Running the test (sans the gc.collect calls) on my 1GB Linux machine results in prolonged thrashing, which I have not waited for. I don't yet have detailed memory use stats -- I tried some Python modules and the time command to no avail; now I'm looking into valgrind. Watching PS (and dealing with machine unresponsiveness in the later stages of the test) suggests a maximum memory usage of about 800 MB.
A 10 million cell array of complex128 should occupy 160 MB. Having (ideally) at most two of these live at one time, plus the not-insubstantial Python and Numpy libraries and other paraphernalia, probably means allowing for 500 MB.
I can think of two angles from which to attack the problem:
Discarding intermediate arrays as soon as possible. That's what the gc.collect calls are for -- they seem to have improved the situation, as it now completes with only a few minutes of thrashing ;-). I think one can expect that memory-intensive programming in a language like Python will require some manual intervention.

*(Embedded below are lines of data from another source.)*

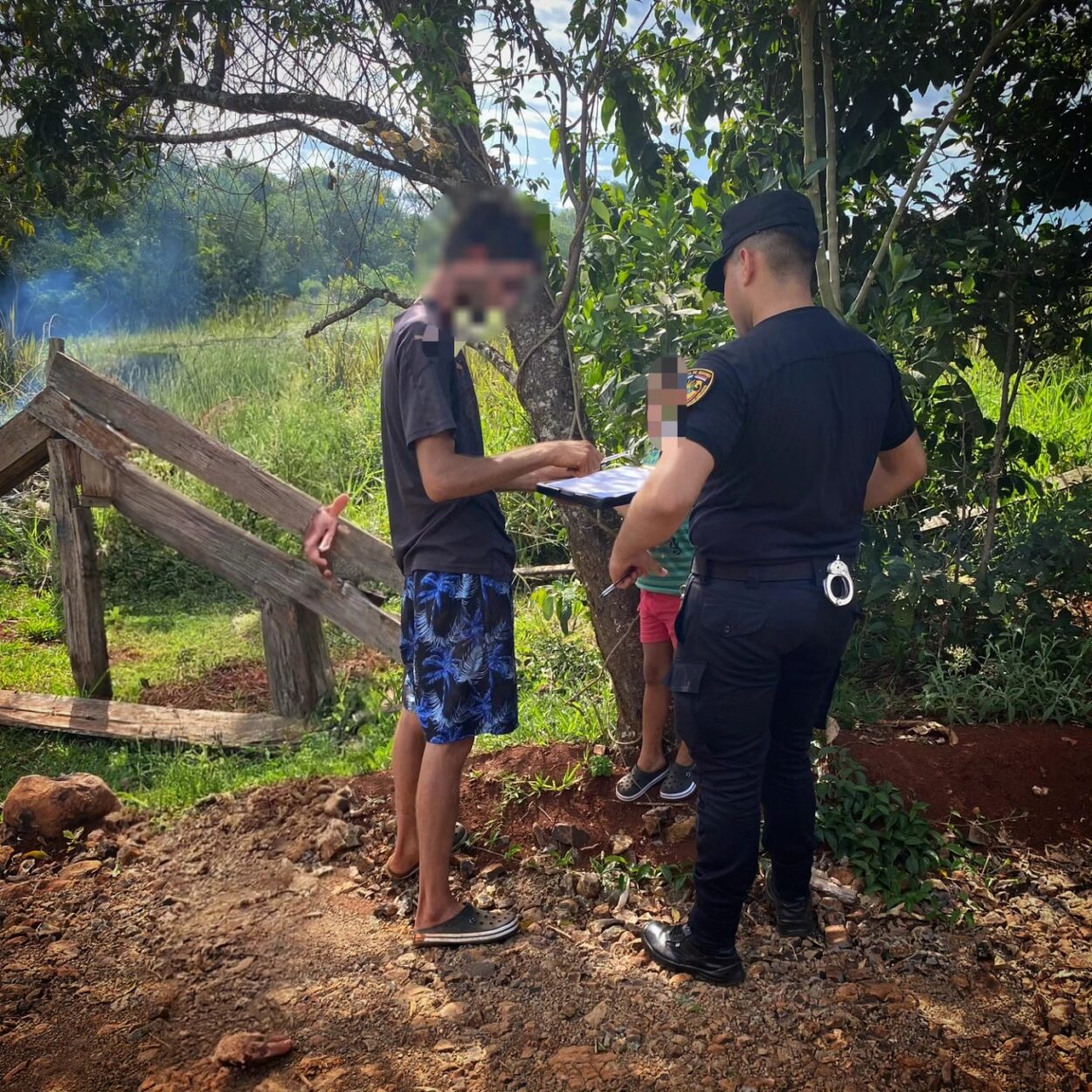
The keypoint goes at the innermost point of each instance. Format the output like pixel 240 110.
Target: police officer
pixel 791 432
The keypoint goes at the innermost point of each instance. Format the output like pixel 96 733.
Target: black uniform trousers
pixel 751 675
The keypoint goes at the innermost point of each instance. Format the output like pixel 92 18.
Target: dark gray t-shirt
pixel 427 390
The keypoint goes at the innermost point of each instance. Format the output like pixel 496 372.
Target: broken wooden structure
pixel 87 429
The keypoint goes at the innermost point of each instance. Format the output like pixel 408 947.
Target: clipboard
pixel 607 488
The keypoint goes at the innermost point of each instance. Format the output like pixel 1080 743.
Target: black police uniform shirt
pixel 794 414
pixel 427 390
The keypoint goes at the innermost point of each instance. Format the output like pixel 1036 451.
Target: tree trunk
pixel 1010 384
pixel 546 388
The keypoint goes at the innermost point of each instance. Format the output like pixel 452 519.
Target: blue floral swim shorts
pixel 459 651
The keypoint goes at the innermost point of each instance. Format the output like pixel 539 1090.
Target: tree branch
pixel 833 261
pixel 807 11
pixel 358 305
pixel 1021 17
pixel 293 125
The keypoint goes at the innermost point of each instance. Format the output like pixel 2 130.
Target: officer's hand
pixel 625 570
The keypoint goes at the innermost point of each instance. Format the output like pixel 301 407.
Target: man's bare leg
pixel 658 663
pixel 441 770
pixel 407 752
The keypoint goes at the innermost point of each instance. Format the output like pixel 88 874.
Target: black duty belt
pixel 786 570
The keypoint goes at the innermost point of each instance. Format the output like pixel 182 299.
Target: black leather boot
pixel 672 947
pixel 795 916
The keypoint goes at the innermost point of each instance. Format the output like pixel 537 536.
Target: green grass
pixel 1055 405
pixel 166 778
pixel 173 640
pixel 308 411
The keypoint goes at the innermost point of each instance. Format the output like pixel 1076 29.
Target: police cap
pixel 785 210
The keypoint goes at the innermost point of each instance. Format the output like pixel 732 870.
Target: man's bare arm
pixel 527 483
pixel 895 472
pixel 448 475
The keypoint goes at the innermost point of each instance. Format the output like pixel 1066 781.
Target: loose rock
pixel 250 1048
pixel 43 808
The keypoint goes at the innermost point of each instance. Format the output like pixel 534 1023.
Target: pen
pixel 607 591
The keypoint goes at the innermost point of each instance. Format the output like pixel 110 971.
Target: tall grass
pixel 308 411
pixel 1055 405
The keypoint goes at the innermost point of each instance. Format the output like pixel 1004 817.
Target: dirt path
pixel 122 971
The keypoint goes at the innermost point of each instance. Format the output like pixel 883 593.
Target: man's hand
pixel 625 570
pixel 527 483
pixel 320 534
pixel 577 457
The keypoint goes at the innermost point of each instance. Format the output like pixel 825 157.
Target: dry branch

Using less-precise Numpy arrays at each step. Unfortunately the operations that return arrays, like fft2, do not appear to allow the type to be specified.
So my main question is: is there a way of specifying output precision in Numpy array operations?
More generally, are there other common memory-conserving techniques when using Numpy?
Additionally, does Numpy have a more idiomatic way of freeing array memory? (I imagine this would leave the array object live in Python, but in an unusable state.) Explicit deletion followed by immediate GC feels hacky.
import sys
import numpy
import pygame
import gc
def get_image_data(filename):
im = pygame.image.load(filename)
im2 = im.convert(8)
a = pygame.surfarray.array2d(im2)
hw1 = numpy.hamming(a.shape[0])
hw2 = numpy.hamming(a.shape[1])
a = a.transpose()
a = a*hw1
a = a.transpose()
a = a*hw2
return a
def check():
gc.collect()
print 'check'
def main(args):
pygame.init()
pygame.sndarray.use_arraytype('numpy')
filename1 = args[1]
filename2 = args[2]
im1 = get_image_data(filename1)
im2 = get_image_data(filename2)
check()
out1 = numpy.fft.fft2(im1)
del im1
check()
out2 = numpy.fft.fft2(im2)
del im2
check()
out3 = out1.conjugate() * out2
del out1, out2
check()
correl = numpy.fft.ifft2(out3)
del out3
check()
maxs = correl.argmax()
maxpt = maxs % correl.shape[0], maxs / correl.shape[0]
print correl[maxpt], maxpt, (correl.shape[0] - maxpt[0], correl.shape[1] - maxpt[1])
if __name__ == '__main__':
args = sys.argv
exit(main(args))
This
on SO says "Scipy 0.8 will have single precision support for almost all the fft code",
and SciPy 0.8.0 beta 1 is just out.
(Haven't tried it myself, cowardly.)
if I understand correctly, you are calculating a convolution between two images. The Scipy package contains a dedicated module for that (ndimage), which might be more memory efficient than the "manual" approach via Fourier transforms. It would be good to try using it instead of going through Numpy.